Product Placement. The new rules on product placement initially proposed by the Commission remain unchanged in the updated revision of the AVMSD. Product placement will therefore, in principle, be permitted for all linear and non-linear services, excluding sensitive programs such as children’s programs, news, consumer affairs programs, and certain product classes such as tobacco (now also including electronic cigarettes and their refill containers) and medical products, provided that:
Protection of Signal Integrity. Introduced by the Parliament, the scope of the updated revision of the AVMSD now also covers the protection of signal integrity. The new provision requires measures to ensure that audiovisual media services provided by media service providers are not overlaid for commercial purposes or modified without the explicit consent of those providers. As a result, third parties not subject to the rules of the AVMSD cannot profit from the program providers’ investment by dynamically adding or replacing advertisements prior, during, or after the program while de facto circumventing the AVMSD’s advertising restrictions. This rule applies, for example, to smart TVs, where the addition of windows with any commercial content to the screen without the consent of the broadcaster is prohibited. Note that this has no bearing on the question whether a licensed broadcasting service provider is entitled, under its broadcast license, to dynamically insert viewer targeted advertisements into its linear program, which remains a question of the licensing regime.
4. European Content Quota and Film Production Contributions
Deviating from the Commission’s initial proposal to require video-on-demand (VoD) service providers to devote 20% of their catalogues to European works, the EU institutions agreed to raise the level to a minimum 30% quota in order to stronger support cultural diversity.

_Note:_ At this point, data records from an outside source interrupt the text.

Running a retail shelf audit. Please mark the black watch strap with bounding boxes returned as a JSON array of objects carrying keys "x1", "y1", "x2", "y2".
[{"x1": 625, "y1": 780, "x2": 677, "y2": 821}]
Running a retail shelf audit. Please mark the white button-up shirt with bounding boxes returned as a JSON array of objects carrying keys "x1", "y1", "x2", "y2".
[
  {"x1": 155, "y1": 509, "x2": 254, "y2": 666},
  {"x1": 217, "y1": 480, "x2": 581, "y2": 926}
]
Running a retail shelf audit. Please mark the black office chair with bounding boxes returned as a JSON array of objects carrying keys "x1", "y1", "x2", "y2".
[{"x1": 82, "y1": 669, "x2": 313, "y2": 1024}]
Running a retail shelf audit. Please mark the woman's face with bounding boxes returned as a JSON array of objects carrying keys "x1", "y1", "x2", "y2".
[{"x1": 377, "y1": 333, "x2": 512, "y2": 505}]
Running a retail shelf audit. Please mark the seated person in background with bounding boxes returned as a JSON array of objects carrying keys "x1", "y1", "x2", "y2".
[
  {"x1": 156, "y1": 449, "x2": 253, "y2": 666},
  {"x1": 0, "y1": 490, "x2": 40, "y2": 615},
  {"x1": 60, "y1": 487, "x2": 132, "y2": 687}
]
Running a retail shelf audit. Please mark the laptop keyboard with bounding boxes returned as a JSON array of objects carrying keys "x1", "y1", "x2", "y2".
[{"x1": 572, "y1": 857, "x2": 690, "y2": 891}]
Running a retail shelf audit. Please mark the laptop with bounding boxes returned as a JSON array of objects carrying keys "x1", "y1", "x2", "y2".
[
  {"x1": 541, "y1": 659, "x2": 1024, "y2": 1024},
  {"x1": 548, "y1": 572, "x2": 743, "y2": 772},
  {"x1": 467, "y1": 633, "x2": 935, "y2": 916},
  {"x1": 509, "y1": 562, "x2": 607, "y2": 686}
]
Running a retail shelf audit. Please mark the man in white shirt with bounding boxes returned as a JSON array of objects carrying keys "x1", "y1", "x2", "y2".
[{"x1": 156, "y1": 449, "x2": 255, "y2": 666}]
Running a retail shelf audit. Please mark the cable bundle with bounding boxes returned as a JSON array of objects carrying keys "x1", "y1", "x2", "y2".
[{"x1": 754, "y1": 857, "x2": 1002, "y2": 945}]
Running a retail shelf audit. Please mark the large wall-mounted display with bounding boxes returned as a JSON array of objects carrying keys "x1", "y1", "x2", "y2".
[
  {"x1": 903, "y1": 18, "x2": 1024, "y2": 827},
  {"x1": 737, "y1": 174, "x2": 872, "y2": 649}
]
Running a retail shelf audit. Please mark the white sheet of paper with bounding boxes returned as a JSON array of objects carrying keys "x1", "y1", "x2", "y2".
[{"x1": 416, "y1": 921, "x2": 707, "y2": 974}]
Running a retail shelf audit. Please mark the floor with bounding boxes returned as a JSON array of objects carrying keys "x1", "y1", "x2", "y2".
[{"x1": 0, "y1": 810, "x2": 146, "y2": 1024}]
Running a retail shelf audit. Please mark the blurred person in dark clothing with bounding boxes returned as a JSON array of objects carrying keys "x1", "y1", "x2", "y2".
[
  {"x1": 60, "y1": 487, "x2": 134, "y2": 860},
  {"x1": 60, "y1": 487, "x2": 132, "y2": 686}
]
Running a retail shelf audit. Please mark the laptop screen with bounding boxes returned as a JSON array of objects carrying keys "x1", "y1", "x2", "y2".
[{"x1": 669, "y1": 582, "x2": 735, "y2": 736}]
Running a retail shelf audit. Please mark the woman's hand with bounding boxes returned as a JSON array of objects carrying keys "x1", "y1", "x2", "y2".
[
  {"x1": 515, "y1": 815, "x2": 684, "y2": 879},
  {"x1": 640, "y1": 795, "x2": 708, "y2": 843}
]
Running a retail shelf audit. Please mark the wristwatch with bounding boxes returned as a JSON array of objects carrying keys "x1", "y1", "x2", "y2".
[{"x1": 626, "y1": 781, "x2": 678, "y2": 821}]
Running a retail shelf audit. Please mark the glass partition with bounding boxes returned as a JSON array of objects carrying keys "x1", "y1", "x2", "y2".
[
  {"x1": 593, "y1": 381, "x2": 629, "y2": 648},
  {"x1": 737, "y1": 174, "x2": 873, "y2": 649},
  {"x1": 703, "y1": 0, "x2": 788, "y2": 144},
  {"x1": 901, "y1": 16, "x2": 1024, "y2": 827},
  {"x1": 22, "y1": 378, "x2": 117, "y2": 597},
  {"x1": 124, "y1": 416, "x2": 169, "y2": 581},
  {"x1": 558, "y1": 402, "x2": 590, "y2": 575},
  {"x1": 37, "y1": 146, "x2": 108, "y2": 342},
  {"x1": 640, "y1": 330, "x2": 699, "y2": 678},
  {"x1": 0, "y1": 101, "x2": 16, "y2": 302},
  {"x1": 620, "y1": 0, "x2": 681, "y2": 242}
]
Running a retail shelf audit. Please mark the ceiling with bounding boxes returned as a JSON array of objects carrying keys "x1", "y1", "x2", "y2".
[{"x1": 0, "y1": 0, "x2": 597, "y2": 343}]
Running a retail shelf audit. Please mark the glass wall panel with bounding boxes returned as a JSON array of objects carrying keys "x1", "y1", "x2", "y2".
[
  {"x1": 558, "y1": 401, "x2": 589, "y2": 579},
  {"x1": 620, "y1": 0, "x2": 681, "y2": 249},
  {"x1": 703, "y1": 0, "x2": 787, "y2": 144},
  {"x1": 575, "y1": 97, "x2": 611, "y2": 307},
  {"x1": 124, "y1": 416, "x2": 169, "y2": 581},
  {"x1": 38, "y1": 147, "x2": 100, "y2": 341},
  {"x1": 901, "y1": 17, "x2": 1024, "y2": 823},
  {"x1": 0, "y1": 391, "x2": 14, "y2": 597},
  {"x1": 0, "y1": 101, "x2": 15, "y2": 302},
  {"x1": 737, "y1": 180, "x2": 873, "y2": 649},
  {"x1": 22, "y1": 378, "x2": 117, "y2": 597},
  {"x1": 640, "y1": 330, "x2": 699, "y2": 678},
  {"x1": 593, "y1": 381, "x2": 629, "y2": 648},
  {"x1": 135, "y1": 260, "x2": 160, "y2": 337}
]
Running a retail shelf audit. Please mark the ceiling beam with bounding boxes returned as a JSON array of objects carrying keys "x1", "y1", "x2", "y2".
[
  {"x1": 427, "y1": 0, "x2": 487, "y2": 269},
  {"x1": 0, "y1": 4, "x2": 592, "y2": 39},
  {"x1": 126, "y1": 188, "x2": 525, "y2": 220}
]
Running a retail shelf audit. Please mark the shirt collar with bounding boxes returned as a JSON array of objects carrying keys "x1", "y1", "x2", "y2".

VoD service providers will also be required to ensure prominence of this content in their services.
In addition, Member States will also have the right to require VoD service providers to contribute financially to the development of European productions, including those established in another Member State, to the extent they target the audience in the Member State’s territory. Such obligations to financial contributions may include direct investments in content as well as contributions to national funds, such as the levy (Filmabgabe) payable under Section 153 of the German Film Subsidy Act (Filmförderungsgesetz) and shall be proportionate and non-discriminatory.
Once the editorial work is finalized, the updated revision of the AVMSD will be put up for a vote in plenary session which is expected to take place in fall 2018. Due to the prolonged, in-depth negotiations, it seems likely that the Parliament will pass the new rules. After the updated revision of the AVMSD enters into force, Member States will have 21 months to transpose it into national legislation.